Around my house the word "diet' is not allowed.
And for good reason. I have abused it, beat it up, massaged it, worn it out.
So my new phrase for 2007 is "meal plan". It seems easier to digest than "diet", don;t you think?
It really isn't that I am so fat (no comments, please) but more that I am getting old-ER (I hear the hearty "amens"). The older I get the less excited I am about expending energy to carry this extra weight around.
And then there is the issue of exercise. I pretty much took a "sabbatical" (almost gives nobility to my failure) from working out, walking and sports due to the challenging and time-consuming project last year of helping to build our new facilities.
A new plan is what I have decided upon--complete with an exercise program, special parameters for eatin, and a menu that addresses my specific health concerns. I am in the second week of doing this and already I am feeling energized and I am even losing weight.
How about a new spiritual exercise program and "meal plan"? I am looking at that as well, seeking to incorporate the same disciplines in my spiritual life that I am attempting in my physical life. Here are some examples.
*Joining a health club for exercise, self-coercion (if I spend this money, I have to justify the expense by using this)
*Establishing accountability partners (sharing my areas of vulnerability with a buddy and asking him to check on how well I am doing)
*Pursuing daily prayer with my mate (if I verbalize my needs in prayer, my wife will know where I need God's help)
*Sharing in a Bible study with others (if I have to set aside time to go, I will make it a priority)
*Investing in someone else's spiritual growth (if I sense a friend's need, I am compelled to respond as a disciple)
All of the above things are on my new meal plan for the year.

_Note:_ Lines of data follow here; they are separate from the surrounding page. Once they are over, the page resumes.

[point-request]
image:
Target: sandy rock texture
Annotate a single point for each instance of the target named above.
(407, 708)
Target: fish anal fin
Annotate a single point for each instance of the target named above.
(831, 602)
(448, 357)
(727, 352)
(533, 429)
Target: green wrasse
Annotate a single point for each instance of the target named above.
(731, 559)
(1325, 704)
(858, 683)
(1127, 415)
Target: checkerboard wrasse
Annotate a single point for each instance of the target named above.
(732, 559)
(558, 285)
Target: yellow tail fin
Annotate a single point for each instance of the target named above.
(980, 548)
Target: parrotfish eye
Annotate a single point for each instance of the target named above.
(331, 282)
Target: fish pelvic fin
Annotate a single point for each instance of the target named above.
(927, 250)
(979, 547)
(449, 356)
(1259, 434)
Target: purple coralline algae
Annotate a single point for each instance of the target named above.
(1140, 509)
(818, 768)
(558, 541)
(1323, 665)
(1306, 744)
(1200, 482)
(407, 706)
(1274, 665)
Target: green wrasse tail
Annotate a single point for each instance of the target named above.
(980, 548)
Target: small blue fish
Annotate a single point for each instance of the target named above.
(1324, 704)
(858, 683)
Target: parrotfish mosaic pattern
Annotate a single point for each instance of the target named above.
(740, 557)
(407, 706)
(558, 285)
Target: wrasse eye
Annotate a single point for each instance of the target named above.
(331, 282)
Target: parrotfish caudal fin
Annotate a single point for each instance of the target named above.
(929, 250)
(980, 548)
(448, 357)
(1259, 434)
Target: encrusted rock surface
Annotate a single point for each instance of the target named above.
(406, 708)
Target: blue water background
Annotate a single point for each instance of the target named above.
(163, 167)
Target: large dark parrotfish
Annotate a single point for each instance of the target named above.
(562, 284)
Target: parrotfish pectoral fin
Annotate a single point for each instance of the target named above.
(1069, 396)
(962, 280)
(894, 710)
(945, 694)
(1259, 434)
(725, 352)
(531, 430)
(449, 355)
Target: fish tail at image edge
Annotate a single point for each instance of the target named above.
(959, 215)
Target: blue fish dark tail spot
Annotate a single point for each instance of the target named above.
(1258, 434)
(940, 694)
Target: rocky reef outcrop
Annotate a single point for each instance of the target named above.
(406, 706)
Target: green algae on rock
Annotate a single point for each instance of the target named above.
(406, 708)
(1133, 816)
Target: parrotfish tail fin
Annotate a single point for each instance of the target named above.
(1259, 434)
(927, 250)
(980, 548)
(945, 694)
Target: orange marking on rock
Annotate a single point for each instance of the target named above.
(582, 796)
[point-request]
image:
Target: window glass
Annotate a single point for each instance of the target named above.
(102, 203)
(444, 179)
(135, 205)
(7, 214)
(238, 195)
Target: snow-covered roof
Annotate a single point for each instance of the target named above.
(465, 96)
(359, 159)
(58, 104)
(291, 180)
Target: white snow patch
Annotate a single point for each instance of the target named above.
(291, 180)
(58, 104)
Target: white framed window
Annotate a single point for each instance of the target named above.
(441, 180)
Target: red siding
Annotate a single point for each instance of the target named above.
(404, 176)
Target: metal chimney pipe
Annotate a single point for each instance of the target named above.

These are not necessarily new things, but they are components of the discipline I know is essential if I am going to be spiritually healthy. I find that these are things that energize my relationship with God and enable me to act out my faith with greater excitement.
I don't want to carry the weight of self-indulgence around as a believer, nor do I want to become sedentary about sharing my faith. It is easy to miss these things until one day you take a good look at yourself in the mirror of God's Word and you say, "What's happening to me? I am getting fat and lazy!"
It's time for a new meal plan for me; how about you?